To be sure, that excellence can be swimmer Michael Phelps trying to win seven gold medals or Hamm leading her teammates in a last-hurrah try for the top before her retirement.

"There is no greater glory for any man alive than that which he wins by his hands and his feet," wrote Homer in The Odyssey.

But it also can be 45-year-old Paul Cayard, who has a stellar resume that includes the America's Cup and the Whitbread Round the World Race, pushing himself to a higher level of fitness to pursue Olympic glory that eluded him two decades ago.

There are triumphs at these Summer Games that won't involve medals.

Iraqi athletes are competing for the first time in decades without the fear of torture hanging over their heads.

Kevin Hall of Bowie, a survivor of testicular cancer, will celebrate life when he sets sail tomorrow in the first of 11 races in the Finn class.

Prevented by her native Cuba from participating in previous Olympics, Annia Hatch, 25, is competing this year for her adopted country as a member of the U.S. gymnastics squad.

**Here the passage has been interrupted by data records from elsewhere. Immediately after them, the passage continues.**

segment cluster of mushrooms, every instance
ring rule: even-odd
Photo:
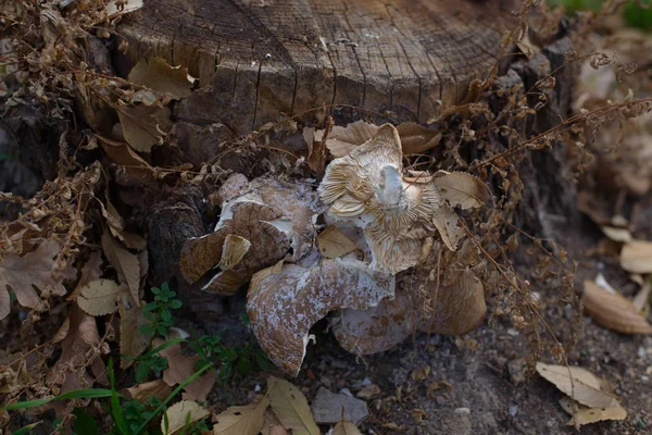
[[[385,124],[333,160],[317,191],[309,182],[231,175],[215,231],[184,245],[184,277],[220,295],[249,283],[253,333],[292,375],[311,326],[329,312],[339,344],[361,356],[415,331],[466,333],[486,313],[486,270],[454,209],[486,203],[488,189],[466,173],[406,172],[402,161],[399,134]],[[350,249],[329,256],[321,239]]]

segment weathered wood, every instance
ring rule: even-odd
[[[351,104],[426,122],[496,62],[510,0],[146,0],[125,16],[123,75],[160,55],[202,89],[177,120],[247,133],[280,115]],[[351,111],[350,117],[358,114]]]

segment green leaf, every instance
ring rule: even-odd
[[[100,435],[98,423],[84,408],[75,408],[73,415],[75,415],[73,430],[76,433],[80,435]]]

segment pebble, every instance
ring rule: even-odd
[[[358,425],[369,414],[363,400],[335,394],[324,387],[317,391],[311,409],[318,424],[335,424],[343,419]]]

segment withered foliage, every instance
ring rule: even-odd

"We love to cheer for the American athletes, but we love to cheer for excellence," says Ellen Singer of Youngsville, N.Y., as she gathers her baggage at the Athens airport. "I'm not a sports fan. We do this for the opportunity to share something with people from around the world."

Singer attended all but one Olympics - winter and summer - from 1984 to 2002. Her husband, Dr. Don Simkin, started attending in 1980.

"We started making our plans when Athens got the bid," he says. "I don't think the doping and terrorism threat are enough to mar the Olympics. They lost their virginity a long time ago."

The Games, which were invented in Greece in 776 B.C., died in A.D. 393 only to be reinvented in Athens in 1896, are home again.

Many things have changed, but there remains a basic truth from A.D. 140.

"I know that if you were there in the stadium," wrote Lucian so many centuries ago, "you wouldn't be able to stop applauding."